Regardless of the side of the political aisle on which you stand or what position of the gun control debate that you side with, one thing is certain: There is something very wrong with the hearts of men.

Nikolas Cruz, the shooter in the Marjory Stoneman Douglas High School shooting in Florida, was a troubled soul. He lacked stability in his family life and his home life.

This theme is evident in other mass shootings in the United States in recent years. We saw this same phenomenon occur in the Las Vegas shooting in October with 64-year-old, Stephen Paddock.

Men are losing their minds.

Families are troubled and fathers are nowhere to be found. Fathers have not raised their sons, and sons have not respected their fathers.

The bond and love between father and son seems to have been lost. So often men shy away from the word love because it looks soft and shows weakness.

“There needs to be an appropriate amount of discipline and love,” freshman Cole Evans said.

Fathers need to reclaim their space as leaders in the home and by doing so instill a level of discipline and love.

“It’s like the relationship between a player and his coach,” Maser said. “I need to respect my coach, but my coaches also need to respect me.”

The balance between discipline and love is unique to each father-son relationship, and it takes time to build such a relationship and balance.

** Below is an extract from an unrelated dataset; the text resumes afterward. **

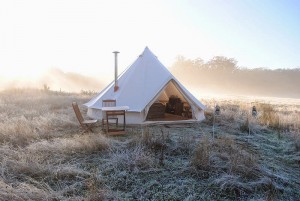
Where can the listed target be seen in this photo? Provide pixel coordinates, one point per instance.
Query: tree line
(223, 75)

I myself have been blessed with a great dad. He is one of people that I look up to most in everything.

However, some fathers and sons have rocky relationships that don’t end so well. This is truly a shame for both the son and his father.

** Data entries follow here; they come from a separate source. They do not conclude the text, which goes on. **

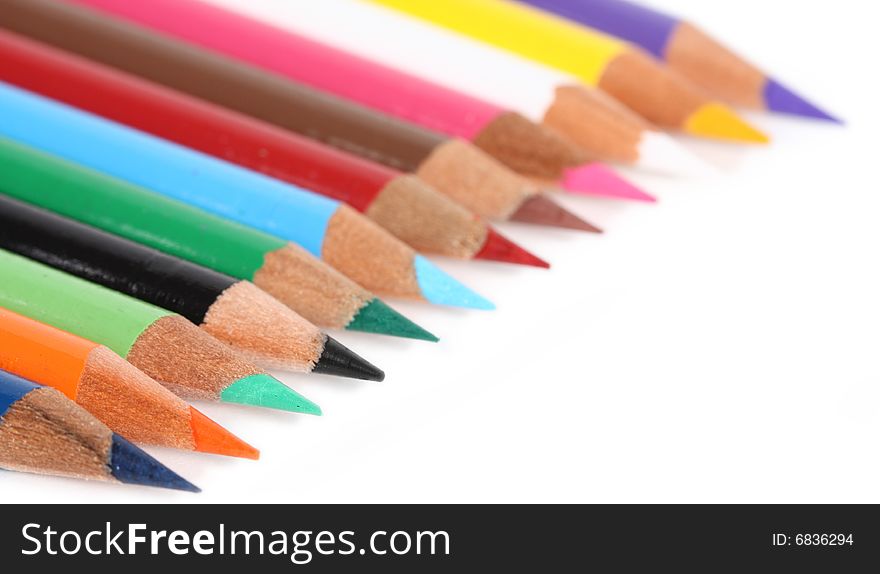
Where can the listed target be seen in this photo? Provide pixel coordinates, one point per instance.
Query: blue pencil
(44, 432)
(330, 230)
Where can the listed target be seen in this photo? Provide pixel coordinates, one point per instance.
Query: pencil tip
(601, 180)
(339, 360)
(212, 438)
(541, 210)
(262, 390)
(439, 288)
(377, 317)
(131, 465)
(780, 99)
(720, 122)
(499, 248)
(659, 153)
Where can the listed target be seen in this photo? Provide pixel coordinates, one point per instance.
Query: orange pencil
(115, 392)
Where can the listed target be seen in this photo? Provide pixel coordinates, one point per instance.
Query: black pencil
(231, 310)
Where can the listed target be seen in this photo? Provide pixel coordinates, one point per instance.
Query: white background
(720, 346)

Regardless of how our current relationships with our fathers stand, we must all agree that we can model our relationship after God and his relationship with each of us as sons.

We can love each other boldly and pray for each other more fervently. When we do this, maybe—just maybe—we will begin to see change in our land.

Maybe we will begin to see fathers and sons come alongside one another to build each other up and not tear each other down.

I find it fitting that the week after such travesty and loss in Florida, we experienced another loss, though not in the same token.

We experienced the loss of one of the greatest evangelists of the 20th century, Billy Graham. Graham preached the Gospel of Jesus Christ across the world.

“Nothing can bring a real sense of security into the home except true love,” Graham said once in an interview.

Men across our nation should heed the words of the late Mr. Graham. We are in a time when we need nothing more than the peace and love of Jesus in this world of mass shootings and violence.

I hope that men, young and old, will understand the importance of reclaiming their true purpose and calling in our society: to lead one another out of love and discipline.

I hope that fathers and sons can be blessed by each other and grow together in respect and friendship.

Men, I hope we can learn to love again.